Five years after the S&P 500’s lowest point of the Great Recession, a third of investors still remain skeptical about putting their money in the stock market, according to a TNS survey commissioned by Wells Fargo Private Bank. But more than half of those surveyed (55%) said they would not react any differently in another bear market. Only slightly more than a quarter (28%) said they made major changes to their portfolio.
“Since March 9, 2009, the S&P 500’s total return has gained more than 200%, and for those who sat out, they missed a great opportunity,” said Dean Junkans, chief investment officer for Wells Fargo Private Bank. “On the other end of the spectrum, we are seeing some irrational complacency with the bull run. Some investors are unaware of interest rate risks and have not adjusted to how they go about investing.”
A major challenge for investors is that they may not have adequately adjusted their investment portfolios to address longer life expectancies and the increased time horizon they will need for their retirement, said Junkans.

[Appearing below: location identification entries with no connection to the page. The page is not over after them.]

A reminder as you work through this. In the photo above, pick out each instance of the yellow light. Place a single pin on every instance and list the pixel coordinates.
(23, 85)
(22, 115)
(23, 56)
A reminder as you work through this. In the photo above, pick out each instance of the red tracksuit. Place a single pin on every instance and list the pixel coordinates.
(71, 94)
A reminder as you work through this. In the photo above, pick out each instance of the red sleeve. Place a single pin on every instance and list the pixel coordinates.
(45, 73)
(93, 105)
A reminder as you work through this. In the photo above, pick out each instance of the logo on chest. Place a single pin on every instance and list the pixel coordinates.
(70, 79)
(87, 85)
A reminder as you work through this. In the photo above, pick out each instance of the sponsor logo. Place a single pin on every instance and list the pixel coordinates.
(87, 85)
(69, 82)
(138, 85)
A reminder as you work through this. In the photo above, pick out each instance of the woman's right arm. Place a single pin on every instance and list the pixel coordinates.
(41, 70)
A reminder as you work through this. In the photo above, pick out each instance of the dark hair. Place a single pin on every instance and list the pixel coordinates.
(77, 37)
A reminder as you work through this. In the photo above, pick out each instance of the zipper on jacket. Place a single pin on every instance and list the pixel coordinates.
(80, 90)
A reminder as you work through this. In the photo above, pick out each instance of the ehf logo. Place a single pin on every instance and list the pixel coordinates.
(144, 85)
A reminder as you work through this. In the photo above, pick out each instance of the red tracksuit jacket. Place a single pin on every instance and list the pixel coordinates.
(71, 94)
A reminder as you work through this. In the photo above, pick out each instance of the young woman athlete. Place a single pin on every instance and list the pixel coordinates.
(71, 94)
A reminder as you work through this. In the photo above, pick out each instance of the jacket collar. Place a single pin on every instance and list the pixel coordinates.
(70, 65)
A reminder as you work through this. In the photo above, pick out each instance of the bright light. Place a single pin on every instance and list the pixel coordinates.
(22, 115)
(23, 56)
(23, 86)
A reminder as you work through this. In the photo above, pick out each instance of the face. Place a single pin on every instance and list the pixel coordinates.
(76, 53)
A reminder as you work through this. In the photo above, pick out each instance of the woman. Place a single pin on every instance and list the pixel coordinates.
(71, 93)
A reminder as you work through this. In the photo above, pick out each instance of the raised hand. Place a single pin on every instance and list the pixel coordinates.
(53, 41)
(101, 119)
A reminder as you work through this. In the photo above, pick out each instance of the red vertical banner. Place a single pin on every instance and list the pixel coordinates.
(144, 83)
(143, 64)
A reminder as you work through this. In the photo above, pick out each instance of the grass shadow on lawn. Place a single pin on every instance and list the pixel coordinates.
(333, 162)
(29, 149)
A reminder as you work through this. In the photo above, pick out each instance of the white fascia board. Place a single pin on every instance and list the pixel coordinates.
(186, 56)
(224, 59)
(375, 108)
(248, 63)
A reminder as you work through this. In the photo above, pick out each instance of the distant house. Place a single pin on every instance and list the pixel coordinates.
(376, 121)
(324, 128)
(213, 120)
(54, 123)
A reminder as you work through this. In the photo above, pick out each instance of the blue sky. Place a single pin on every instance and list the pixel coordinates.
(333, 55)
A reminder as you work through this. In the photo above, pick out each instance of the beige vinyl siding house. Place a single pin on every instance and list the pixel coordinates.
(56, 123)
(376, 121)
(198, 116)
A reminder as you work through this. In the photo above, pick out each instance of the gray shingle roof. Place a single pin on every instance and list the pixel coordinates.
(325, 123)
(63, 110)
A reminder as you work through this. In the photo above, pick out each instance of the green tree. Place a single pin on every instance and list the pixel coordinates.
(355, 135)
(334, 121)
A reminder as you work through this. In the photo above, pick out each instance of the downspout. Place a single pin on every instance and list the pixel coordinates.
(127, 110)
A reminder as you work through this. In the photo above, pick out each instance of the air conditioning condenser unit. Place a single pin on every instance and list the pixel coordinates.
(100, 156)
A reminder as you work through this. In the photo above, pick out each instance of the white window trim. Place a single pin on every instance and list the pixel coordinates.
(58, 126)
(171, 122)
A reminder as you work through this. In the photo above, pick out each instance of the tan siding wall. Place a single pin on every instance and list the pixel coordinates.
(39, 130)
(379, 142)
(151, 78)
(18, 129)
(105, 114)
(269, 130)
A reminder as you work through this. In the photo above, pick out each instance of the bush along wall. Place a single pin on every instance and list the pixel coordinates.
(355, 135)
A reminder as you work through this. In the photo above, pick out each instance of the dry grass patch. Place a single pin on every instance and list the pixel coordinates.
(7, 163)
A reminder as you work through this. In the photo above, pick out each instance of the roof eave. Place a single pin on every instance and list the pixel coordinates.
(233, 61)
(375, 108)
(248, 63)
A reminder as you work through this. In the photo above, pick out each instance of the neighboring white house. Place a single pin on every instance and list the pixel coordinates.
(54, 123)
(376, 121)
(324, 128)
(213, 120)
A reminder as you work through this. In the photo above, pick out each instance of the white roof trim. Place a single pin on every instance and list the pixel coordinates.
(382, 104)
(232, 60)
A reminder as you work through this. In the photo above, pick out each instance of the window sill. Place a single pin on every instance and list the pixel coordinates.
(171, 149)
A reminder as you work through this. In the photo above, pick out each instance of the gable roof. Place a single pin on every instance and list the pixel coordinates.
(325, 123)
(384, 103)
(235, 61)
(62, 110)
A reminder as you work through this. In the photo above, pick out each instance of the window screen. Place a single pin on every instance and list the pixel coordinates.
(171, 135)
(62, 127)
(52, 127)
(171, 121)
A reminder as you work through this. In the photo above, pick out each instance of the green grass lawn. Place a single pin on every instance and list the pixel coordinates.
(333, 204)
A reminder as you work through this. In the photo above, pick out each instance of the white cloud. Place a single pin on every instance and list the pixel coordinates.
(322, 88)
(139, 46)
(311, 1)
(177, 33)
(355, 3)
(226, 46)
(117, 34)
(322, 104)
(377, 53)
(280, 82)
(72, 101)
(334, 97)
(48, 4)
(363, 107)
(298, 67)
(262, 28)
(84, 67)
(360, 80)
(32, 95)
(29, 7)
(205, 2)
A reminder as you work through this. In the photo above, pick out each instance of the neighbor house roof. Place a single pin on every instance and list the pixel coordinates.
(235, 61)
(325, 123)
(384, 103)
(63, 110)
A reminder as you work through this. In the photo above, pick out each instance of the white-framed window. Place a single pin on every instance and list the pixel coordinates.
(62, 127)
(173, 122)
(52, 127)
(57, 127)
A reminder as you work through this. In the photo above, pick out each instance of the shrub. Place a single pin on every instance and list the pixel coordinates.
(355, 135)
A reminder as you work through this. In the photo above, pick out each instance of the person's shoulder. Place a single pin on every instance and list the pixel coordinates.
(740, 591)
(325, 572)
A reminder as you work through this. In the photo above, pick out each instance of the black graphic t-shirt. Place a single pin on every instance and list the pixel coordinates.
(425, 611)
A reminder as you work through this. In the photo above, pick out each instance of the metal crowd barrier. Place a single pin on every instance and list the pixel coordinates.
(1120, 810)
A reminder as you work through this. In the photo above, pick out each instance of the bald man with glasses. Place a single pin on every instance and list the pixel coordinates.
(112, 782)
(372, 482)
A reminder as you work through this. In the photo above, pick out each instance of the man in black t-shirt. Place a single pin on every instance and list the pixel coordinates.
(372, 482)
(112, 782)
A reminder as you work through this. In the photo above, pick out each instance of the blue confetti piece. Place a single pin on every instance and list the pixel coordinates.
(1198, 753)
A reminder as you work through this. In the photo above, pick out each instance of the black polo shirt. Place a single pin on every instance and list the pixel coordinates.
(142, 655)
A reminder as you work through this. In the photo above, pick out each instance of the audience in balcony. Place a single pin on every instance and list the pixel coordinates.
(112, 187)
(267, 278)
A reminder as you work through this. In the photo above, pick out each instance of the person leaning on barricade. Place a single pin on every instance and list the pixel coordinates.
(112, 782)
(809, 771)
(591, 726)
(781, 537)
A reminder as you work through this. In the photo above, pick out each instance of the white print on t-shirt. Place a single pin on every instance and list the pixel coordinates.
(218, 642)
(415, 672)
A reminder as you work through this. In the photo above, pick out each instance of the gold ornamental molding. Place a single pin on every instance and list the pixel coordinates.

“Only 13% of those surveyed said longer life spans have caused them to be more aggressive, while 87% are either more conservative or have not made any changes. Investors need to gain a better understanding of their future needs,” Junkans said. “Despite the market reaching record highs this year, 21% of the survey respondents who remain wary of the market said nothing would get them to add more stocks to their portfolio.”TNS conducted the survey of more than 500 affluent investors ($500,000+ in investable assets) February 6 – 12, 2014, to understand investor sentiment in the current environment, investor thoughts on the bear market from 2008 to 2009, and how they may have changed their investment strategy. According to Junkans, the survey results give great insight into how much more investors need to learn about wealth planning, as well as the importance of identifying goals and sticking to them. “Investors’ confidence needs to be rooted in a conviction that they’re taking appropriate risks to meet their long-term goals. Without that conviction, emotional investing and reacting to the daily news are a road to failure,” said Junkans.